KINGSLAND, Texas — Businesses in rural parts of Texas are getting the green light to reopen at a pace faster than counties with higher coronavirus case counts.
According to the Texas Department of State Health Services, 70 counties in the state can operate businesses at 50% capacity as of Saturday.
Two of those counties, Llano and Gillespie, are in Central Texas.
Under the governor’s executive order, these counties must have fewer than five confirmed cases of the virus, as well as other health protocols in place, some of which include:
- A list of places to get a COVID-19 test
- Plans for contract tracing if a new case is confirmed
- Public health guidelines posted
With these protocols met, restaurant dining rooms, retailers, malls, museums and libraries can all operate at a higher capacity.
In counties that don’t meet these guidelines, businesses can only operate at 25%.
On Saturday, business boomed in Kingsland along Lake LBJ.
“People are out. People are trying to enjoy the lake,” said Nicole Brooks, general manager at Boat Town Burger Bar.
The restaurant spent weeks doing to-go only orders before reopening the dining room on Friday.
Face coverings are not required, but state and local officials still recommend wearing one if you’re going inside a business or around people you do not live with.

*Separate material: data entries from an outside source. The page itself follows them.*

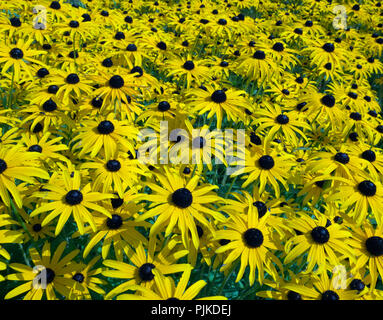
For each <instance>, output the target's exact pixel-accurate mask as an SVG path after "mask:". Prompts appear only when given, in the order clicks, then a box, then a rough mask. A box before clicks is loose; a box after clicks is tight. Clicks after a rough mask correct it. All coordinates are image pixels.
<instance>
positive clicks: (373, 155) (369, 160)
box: [362, 150, 376, 162]
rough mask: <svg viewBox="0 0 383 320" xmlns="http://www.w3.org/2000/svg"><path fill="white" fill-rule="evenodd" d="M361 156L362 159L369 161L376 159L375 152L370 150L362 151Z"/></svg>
mask: <svg viewBox="0 0 383 320" xmlns="http://www.w3.org/2000/svg"><path fill="white" fill-rule="evenodd" d="M362 158H363V159H364V160H367V161H369V162H374V161H375V160H376V155H375V152H374V151H372V150H366V151H363V153H362Z"/></svg>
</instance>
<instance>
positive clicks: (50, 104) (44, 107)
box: [43, 99, 57, 112]
mask: <svg viewBox="0 0 383 320" xmlns="http://www.w3.org/2000/svg"><path fill="white" fill-rule="evenodd" d="M56 109H57V104H56V102H54V101H53V100H52V99H49V100H47V101H45V102H44V103H43V110H44V111H45V112H53V111H55V110H56Z"/></svg>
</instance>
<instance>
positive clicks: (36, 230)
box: [32, 223, 43, 232]
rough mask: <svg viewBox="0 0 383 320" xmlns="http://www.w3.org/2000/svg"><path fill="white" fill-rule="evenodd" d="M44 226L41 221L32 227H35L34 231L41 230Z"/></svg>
mask: <svg viewBox="0 0 383 320" xmlns="http://www.w3.org/2000/svg"><path fill="white" fill-rule="evenodd" d="M42 228H43V227H42V226H41V224H40V223H35V224H34V225H33V226H32V229H33V231H34V232H40V231H41V229H42Z"/></svg>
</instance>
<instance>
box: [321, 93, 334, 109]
mask: <svg viewBox="0 0 383 320" xmlns="http://www.w3.org/2000/svg"><path fill="white" fill-rule="evenodd" d="M321 102H322V104H324V105H325V106H326V107H329V108H331V107H333V106H334V105H335V98H334V97H333V96H332V95H331V94H326V95H325V96H323V97H322V99H321Z"/></svg>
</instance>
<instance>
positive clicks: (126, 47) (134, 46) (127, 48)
mask: <svg viewBox="0 0 383 320" xmlns="http://www.w3.org/2000/svg"><path fill="white" fill-rule="evenodd" d="M126 50H127V51H130V52H134V51H137V46H136V45H135V44H134V43H130V44H128V46H127V47H126Z"/></svg>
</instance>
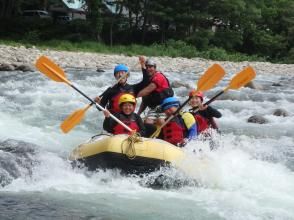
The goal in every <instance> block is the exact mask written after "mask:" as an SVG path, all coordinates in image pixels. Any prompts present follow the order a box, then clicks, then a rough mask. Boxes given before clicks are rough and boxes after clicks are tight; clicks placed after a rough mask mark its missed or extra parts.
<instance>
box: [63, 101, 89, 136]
mask: <svg viewBox="0 0 294 220" xmlns="http://www.w3.org/2000/svg"><path fill="white" fill-rule="evenodd" d="M90 107H91V104H90V105H88V106H87V107H86V108H83V109H79V110H76V111H75V112H73V113H72V114H71V115H70V116H68V117H67V118H66V119H65V120H64V121H63V122H62V124H61V125H60V128H61V130H62V131H63V132H64V133H67V132H69V131H70V130H71V129H72V128H74V127H75V126H76V125H77V124H79V123H80V122H81V120H82V119H83V118H84V116H85V112H86V111H87V110H88V109H89V108H90Z"/></svg>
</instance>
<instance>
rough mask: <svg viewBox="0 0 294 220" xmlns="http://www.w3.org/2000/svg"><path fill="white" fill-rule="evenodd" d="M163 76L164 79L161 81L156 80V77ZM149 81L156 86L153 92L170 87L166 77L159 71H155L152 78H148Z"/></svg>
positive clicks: (168, 82) (164, 75)
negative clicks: (154, 84) (156, 87)
mask: <svg viewBox="0 0 294 220" xmlns="http://www.w3.org/2000/svg"><path fill="white" fill-rule="evenodd" d="M160 78H163V79H165V80H163V81H161V80H160V81H158V79H160ZM150 82H153V83H155V84H156V86H157V88H156V89H155V90H154V91H155V92H158V93H160V92H162V91H163V90H165V89H167V88H169V87H170V85H169V81H168V79H167V78H166V77H165V75H163V73H161V72H156V73H155V74H154V75H153V76H152V78H151V79H150Z"/></svg>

Few people appeared to be following that advice in Kingsland on Saturday.
Brooks said the restaurant is working extra to keep things clean for customers.

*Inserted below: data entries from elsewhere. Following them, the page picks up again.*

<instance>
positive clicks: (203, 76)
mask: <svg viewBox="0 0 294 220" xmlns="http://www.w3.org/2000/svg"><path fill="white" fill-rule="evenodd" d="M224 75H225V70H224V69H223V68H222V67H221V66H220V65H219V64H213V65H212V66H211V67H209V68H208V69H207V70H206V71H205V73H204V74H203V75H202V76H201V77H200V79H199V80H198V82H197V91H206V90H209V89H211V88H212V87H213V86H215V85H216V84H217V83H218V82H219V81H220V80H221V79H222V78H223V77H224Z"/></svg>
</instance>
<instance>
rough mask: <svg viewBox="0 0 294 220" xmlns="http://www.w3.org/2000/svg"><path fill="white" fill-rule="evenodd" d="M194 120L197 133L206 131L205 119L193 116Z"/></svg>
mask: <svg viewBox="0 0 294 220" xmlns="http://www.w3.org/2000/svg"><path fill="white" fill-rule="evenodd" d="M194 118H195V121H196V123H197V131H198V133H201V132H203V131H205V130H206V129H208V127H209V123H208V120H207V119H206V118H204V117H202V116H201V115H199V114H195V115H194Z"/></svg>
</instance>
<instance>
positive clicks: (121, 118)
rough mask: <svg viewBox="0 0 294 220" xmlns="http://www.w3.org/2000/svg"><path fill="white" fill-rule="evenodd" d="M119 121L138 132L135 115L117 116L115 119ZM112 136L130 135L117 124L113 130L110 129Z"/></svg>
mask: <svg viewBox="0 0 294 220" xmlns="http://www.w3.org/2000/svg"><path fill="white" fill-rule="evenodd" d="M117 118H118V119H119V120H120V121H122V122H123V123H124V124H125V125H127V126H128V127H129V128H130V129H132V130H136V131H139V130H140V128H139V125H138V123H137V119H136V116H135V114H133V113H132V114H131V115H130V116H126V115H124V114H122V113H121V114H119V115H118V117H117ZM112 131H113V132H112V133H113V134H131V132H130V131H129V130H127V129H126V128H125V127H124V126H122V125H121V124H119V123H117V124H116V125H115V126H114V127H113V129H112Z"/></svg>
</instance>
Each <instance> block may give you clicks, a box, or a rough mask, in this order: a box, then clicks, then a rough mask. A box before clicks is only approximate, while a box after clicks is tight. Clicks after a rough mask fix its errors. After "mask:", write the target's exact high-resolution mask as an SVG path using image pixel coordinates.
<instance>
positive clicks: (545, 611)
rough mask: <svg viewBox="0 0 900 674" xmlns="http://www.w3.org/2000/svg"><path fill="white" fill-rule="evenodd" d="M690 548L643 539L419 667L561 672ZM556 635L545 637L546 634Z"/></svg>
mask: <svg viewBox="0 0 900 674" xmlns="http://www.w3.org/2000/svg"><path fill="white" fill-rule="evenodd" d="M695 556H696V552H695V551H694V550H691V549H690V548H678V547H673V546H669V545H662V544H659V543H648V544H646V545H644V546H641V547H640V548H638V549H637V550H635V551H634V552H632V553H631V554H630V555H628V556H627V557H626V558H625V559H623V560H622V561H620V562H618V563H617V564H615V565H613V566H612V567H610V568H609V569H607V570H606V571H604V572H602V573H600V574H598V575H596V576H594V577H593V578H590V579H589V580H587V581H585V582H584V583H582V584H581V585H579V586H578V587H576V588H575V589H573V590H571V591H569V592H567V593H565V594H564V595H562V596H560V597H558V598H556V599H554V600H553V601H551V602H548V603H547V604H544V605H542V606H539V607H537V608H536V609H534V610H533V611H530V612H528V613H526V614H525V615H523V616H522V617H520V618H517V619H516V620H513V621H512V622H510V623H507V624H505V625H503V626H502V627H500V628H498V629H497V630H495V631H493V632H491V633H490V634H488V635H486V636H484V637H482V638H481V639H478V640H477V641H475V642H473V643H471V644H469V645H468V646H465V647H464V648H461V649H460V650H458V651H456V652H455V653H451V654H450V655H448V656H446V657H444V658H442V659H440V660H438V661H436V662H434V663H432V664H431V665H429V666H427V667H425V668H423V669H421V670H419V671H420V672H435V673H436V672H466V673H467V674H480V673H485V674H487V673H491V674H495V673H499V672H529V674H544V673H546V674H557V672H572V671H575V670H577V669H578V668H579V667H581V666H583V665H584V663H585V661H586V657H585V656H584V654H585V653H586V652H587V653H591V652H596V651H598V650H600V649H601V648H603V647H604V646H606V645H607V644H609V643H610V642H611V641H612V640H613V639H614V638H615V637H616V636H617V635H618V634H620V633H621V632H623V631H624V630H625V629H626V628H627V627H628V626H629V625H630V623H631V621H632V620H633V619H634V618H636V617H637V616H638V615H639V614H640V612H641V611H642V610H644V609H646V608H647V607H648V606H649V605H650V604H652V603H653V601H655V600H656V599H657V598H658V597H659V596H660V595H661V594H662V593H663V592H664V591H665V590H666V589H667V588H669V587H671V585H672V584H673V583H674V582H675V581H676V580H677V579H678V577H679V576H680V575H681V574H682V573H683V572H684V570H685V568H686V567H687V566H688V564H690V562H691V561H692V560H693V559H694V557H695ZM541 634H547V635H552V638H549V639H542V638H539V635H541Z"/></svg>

“We don't want to go back to being locked down and this and that, so everyone's just really trying to follow the guidelines and work together,” Brooks said.
Down the street from Boat Town, Valentine Lakeside owner Pat Muller reopened after voluntarily shutting her resort on the water down. She was glad to have overnight guests back on Saturday.
“It was absolutely the right thing to do,” Muller said. “And I think it's going to be beneficial to us small business owners. So, it's bittersweet because I sort of believe that our cases are going to rise now that people are getting out.”
Muller is cleaning and sanitizing to make sure rooms on Lake LBJ can still be enjoyed by guests.
For business owners in Kingsland, the coronavirus was the second blow to the bottom line in less than two years.
In Oct. 2018, a historic flood washed out the FM 2900 bridge. It reopened less than a year ago, bringing a lifeline back to businesses.
“Business for us personally dropped dramatically,” Brooks said. “That was that was rough – keeping a staff going, keeping our staff on staff while we just didn't have much business.”
But the lessons learned from the flood are also helping businesses power through what’s been another difficult time.
“We are an amazingly resilient community. We band together. We survived and we thrived, and we will do the same thing through corona,” Muller said.
Llano County Judge Ron Cunningham told KVUE he’s hopeful the restrictions still in place will still contain and mitigate the virus. He also said the county is prepared to add restrictions back if there’s a sudden increase in cases.